# Dynamic NAT from pool on FreeBSD



## hucker91 (Feb 27, 2019)

Good day,

I have a FreeBSD 8.1 server installed and connected to network. (See topology screenshot).






I need to masquarade the PC ip 192.168.1.2 on FreeBSD to 1.1.1.3, not to 1.1.1.2. On router the the source traffic must been from 1.1.1.3, not from 1.1.1.2. Is it possible?

I tried with assigning secondary ip 1.1.1.3 with alias on rc.conf, it didnt worked.


----------



## SirDice (Feb 27, 2019)

hucker91 said:


> I have a FreeBSD 8.1 server installed


FreeBSD 8.1 has been End-of-Life since July 2012 and is not supported any more. 

Topics about unsupported FreeBSD versions








						Unsupported FreeBSD Releases
					

FreeBSD is an operating system used to power modern servers, desktops, and embedded platforms.




					www.freebsd.org


----------



## hucker91 (Feb 27, 2019)

Is it not possible to do it with divert nat?


----------



## hucker91 (Feb 27, 2019)

Or is it possible to do on latest version of FreeBSD?


----------



## SirDice (Feb 27, 2019)

Why don't you simply change the IP address?


----------



## hucker91 (Feb 28, 2019)

Because, all client PCs reach the router through 1.1.1.2. And now i need to limit some client IPs on Router and it is necessary to divide them on freebsd by mapping them to 1.1.1.3. After i can limit only 1.1.1.3 on Router.


----------



## SirDice (Feb 28, 2019)

hucker91 said:


> Because, all client PCs reach the router through 1.1.1.2.


No, they go out through 192.168.1.1.


hucker91 said:


> And now i need to limit some client IPs on Router and it is necessary to divide them on freebsd by mapping them to 1.1.1.3.


Do the filtering on the FreeBSD machine, not the router.


----------



## hucker91 (Feb 28, 2019)

On FreeBSD they are masquerate to 1.1.1.2 on outside interface at moment.
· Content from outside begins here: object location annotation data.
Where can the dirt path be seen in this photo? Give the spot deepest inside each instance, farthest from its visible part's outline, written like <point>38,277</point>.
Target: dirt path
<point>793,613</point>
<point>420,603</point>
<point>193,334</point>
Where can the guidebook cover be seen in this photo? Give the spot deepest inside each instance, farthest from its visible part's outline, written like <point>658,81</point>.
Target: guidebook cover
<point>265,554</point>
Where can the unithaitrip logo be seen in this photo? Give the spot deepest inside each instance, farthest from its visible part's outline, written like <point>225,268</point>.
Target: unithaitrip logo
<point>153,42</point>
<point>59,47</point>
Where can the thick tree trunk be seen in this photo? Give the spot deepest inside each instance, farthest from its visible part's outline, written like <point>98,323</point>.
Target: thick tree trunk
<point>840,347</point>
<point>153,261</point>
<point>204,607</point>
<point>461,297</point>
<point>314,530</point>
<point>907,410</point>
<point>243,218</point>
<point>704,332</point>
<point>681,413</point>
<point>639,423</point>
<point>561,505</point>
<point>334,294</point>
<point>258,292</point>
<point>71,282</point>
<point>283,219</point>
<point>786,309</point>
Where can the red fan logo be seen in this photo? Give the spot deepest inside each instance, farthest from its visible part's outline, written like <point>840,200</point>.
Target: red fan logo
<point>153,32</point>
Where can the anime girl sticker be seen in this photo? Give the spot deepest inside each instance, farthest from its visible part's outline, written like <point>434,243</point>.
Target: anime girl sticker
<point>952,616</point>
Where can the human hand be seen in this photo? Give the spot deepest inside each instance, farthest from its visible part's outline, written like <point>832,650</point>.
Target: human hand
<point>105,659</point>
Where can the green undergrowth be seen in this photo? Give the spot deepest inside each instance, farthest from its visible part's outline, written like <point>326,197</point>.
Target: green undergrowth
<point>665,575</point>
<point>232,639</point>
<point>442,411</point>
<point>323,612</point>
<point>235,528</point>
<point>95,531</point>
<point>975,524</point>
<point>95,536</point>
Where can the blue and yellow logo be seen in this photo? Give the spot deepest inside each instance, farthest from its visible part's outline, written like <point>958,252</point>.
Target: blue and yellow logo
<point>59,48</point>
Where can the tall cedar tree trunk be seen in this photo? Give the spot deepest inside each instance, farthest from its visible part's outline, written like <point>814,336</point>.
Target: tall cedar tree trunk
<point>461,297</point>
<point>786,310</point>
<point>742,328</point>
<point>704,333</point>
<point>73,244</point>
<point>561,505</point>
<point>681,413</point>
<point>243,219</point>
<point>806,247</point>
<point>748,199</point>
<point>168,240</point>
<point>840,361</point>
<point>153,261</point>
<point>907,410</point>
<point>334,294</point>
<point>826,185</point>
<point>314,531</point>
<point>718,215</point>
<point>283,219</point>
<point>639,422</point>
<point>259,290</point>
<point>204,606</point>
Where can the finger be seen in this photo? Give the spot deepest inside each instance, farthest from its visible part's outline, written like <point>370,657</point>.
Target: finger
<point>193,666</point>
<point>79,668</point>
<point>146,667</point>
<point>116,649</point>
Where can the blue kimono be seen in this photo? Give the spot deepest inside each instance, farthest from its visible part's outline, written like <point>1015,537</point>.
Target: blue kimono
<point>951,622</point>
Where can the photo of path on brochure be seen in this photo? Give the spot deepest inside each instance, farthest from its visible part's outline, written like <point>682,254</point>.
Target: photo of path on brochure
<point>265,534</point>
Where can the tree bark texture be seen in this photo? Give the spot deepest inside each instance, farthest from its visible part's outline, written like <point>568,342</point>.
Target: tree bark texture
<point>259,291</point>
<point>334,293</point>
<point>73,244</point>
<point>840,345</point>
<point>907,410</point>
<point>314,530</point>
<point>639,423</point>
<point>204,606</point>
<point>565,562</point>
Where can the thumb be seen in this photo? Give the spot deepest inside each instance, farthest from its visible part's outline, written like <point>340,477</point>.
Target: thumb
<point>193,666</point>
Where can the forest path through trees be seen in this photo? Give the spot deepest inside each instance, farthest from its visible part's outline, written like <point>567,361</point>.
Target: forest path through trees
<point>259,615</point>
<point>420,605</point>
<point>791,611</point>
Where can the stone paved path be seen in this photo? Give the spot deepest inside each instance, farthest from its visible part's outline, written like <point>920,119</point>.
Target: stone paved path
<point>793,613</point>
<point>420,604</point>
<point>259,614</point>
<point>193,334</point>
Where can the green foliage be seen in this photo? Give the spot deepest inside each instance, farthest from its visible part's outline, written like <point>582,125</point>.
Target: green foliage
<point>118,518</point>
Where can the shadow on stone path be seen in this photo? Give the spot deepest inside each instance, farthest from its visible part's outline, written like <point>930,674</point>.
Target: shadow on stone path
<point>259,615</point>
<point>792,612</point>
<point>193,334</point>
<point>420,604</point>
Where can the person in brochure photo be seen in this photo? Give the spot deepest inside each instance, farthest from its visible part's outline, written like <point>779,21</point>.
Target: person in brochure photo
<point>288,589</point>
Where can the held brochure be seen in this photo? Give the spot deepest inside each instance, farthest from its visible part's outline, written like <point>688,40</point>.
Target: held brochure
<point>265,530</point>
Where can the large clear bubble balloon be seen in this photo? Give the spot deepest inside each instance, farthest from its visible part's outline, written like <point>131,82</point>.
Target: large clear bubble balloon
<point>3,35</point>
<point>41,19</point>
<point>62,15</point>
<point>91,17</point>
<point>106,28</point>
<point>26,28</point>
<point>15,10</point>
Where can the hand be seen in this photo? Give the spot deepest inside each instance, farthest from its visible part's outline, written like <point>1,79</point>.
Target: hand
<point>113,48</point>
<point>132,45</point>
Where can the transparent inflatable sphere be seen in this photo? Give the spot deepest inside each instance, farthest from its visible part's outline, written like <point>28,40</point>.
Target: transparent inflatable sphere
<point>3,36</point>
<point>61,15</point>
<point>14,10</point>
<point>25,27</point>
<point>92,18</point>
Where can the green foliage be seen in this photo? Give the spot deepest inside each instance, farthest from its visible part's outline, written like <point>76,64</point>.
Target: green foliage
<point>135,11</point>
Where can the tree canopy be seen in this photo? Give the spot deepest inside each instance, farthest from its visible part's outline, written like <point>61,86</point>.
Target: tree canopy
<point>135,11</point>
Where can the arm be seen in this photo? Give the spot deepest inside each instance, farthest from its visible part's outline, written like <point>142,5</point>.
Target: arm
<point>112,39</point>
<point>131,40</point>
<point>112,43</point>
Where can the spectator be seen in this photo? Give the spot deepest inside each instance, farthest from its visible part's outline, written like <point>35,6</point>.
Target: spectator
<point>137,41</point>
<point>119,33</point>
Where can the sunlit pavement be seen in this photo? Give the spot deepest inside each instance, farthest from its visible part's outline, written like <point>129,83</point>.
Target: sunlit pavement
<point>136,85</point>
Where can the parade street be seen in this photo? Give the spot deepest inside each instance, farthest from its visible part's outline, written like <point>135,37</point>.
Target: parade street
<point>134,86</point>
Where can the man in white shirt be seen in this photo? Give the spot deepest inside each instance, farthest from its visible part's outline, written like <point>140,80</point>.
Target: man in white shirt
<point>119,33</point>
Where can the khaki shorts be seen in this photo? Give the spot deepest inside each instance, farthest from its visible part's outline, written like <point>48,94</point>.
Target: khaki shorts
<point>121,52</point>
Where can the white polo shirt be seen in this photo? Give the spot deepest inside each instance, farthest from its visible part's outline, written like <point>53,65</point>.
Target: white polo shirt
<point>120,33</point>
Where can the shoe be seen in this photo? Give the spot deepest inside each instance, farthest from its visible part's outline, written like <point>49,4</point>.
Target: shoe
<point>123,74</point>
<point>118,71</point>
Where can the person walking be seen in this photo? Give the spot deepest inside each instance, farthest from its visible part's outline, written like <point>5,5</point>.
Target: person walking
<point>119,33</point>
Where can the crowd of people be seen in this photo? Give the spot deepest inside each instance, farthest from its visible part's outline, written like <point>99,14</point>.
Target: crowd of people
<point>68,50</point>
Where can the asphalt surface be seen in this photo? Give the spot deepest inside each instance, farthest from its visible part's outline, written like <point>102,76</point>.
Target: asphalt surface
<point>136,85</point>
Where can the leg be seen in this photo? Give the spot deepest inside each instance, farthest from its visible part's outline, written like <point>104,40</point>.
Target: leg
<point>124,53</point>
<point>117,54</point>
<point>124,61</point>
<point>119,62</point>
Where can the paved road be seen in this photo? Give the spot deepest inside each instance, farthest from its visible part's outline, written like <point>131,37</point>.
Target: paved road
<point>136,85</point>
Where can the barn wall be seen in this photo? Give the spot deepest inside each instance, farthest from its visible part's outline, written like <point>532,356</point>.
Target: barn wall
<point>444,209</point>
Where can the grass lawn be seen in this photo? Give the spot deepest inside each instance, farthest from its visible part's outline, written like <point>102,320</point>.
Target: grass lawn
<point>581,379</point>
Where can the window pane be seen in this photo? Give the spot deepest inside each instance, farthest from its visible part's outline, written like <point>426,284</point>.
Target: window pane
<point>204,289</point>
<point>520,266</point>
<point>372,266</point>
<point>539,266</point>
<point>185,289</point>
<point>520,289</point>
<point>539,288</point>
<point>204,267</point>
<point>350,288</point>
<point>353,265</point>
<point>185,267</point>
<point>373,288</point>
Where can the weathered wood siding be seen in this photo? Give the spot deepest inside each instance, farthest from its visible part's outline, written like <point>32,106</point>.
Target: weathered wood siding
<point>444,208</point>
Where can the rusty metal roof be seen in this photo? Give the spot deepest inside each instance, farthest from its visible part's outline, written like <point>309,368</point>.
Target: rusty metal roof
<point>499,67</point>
But some of clients i need to NAT to other IP from 1.1.1.0/24 Subnet (fro example, to 1.1.1.3).
Traffic is masquerading on both router (FreeBSD and Router).

The purpose is to masquerade on FreeBSD some of clients to 1.1.1.2, which is the interface IP, and some other clients i want to masquerade to 1.1.1.3 which one is not seted on interface as ip.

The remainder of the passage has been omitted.